Having said that, then there is no justification for deducting miles from home to the post office and back, unless, as Gene V correctly pointed out, you have an office in the home. If the post office, or office supply story, or whatever store is not a temporary work location (because of the one year rule), then the only way you can deduct mileage to any of those places is:
1) You have a qualified home office, or
2) You drive from your regular place of business to the post office (job to job miles).
Now, lets clarify the temporary work location rule. The temporary work location rule does not require you to subtract your normal commuting miles that you would have incurred anyway.

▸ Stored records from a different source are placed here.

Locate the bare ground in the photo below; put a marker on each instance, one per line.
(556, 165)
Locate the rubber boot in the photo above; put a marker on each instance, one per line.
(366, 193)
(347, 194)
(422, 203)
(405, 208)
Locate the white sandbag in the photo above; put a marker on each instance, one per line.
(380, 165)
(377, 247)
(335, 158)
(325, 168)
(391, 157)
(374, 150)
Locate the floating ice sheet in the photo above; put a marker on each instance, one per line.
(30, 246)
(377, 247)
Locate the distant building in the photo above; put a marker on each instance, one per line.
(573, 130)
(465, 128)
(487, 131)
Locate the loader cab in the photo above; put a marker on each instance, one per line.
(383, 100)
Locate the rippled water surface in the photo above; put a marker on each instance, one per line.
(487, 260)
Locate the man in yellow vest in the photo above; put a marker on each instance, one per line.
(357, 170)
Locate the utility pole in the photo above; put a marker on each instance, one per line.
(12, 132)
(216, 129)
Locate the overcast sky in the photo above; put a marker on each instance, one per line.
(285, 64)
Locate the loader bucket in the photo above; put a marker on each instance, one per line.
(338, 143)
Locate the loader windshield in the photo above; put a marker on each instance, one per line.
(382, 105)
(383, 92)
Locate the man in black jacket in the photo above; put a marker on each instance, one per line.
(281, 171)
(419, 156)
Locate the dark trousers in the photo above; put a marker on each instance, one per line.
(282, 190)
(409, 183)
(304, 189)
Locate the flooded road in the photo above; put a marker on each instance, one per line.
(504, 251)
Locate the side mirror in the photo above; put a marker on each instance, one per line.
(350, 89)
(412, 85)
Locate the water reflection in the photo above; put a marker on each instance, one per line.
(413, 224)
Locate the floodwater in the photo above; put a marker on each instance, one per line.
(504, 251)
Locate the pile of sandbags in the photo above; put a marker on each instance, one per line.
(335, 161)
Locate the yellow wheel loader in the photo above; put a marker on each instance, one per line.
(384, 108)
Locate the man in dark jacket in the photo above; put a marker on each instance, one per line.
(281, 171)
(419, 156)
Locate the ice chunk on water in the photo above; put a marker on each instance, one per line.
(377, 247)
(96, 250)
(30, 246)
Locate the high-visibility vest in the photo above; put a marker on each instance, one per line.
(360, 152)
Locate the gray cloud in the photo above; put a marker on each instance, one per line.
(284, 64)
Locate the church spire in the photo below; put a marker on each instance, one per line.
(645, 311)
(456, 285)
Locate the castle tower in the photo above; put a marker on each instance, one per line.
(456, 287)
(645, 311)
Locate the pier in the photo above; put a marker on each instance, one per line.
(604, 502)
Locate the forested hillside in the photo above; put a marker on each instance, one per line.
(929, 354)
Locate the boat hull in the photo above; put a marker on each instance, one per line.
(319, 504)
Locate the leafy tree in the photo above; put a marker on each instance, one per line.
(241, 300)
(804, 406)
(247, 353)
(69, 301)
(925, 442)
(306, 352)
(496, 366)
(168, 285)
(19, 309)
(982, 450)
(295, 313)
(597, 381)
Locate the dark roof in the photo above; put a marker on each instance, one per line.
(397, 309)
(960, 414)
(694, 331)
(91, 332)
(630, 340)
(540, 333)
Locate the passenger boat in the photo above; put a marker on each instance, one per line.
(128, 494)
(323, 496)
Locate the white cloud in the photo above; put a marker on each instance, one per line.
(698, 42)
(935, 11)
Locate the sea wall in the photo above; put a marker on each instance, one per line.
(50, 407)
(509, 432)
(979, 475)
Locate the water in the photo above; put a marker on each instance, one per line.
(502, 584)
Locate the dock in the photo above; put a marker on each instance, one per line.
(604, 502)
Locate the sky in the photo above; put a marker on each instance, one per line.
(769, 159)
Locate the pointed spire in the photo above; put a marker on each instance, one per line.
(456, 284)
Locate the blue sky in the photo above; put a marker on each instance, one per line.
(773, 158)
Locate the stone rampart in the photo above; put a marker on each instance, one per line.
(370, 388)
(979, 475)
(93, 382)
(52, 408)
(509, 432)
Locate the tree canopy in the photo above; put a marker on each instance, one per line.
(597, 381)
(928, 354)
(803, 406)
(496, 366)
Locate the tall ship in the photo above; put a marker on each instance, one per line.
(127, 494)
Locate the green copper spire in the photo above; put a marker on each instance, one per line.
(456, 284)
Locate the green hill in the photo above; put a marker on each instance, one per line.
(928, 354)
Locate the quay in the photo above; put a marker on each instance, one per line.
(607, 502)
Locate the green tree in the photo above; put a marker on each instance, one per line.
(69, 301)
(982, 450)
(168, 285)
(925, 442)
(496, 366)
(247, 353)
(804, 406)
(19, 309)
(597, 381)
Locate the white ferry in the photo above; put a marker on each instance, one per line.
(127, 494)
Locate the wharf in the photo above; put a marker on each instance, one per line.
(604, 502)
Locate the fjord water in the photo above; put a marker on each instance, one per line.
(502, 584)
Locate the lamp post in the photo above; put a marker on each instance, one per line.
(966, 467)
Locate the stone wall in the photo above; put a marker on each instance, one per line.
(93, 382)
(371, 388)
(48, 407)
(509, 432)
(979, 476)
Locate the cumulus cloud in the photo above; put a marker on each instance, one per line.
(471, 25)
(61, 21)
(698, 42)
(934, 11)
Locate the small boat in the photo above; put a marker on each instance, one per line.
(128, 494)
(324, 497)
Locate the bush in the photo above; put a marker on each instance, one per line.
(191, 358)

Example: You have a regular office away from your home that you commute to every day that is 10 miles from your home. You do not have an office in home. On the way to work one day, you stop off at a client’s house to pick up some work. Your client is 2 miles from your home and 9 miles from your office. You normally would have driven 10 miles as non-deductible commuting miles. However, because your client’s house is a temporary work location, and you have a regular place of work away from your home, the 2 miles it takes to drive to your client’s house is deductible miles under the temporary work location rule, and the 9 miles from your client’s house to your office is deductible under the job to job mileage rule. Thus the total 11 miles driven is deductible, and you are not required to subtract from those miles the normal 10 miles it takes to commute each day.
That is what the Revenue Ruling says, and any auditor that would try to argue otherwise is simply showing his or her ignorance of established law.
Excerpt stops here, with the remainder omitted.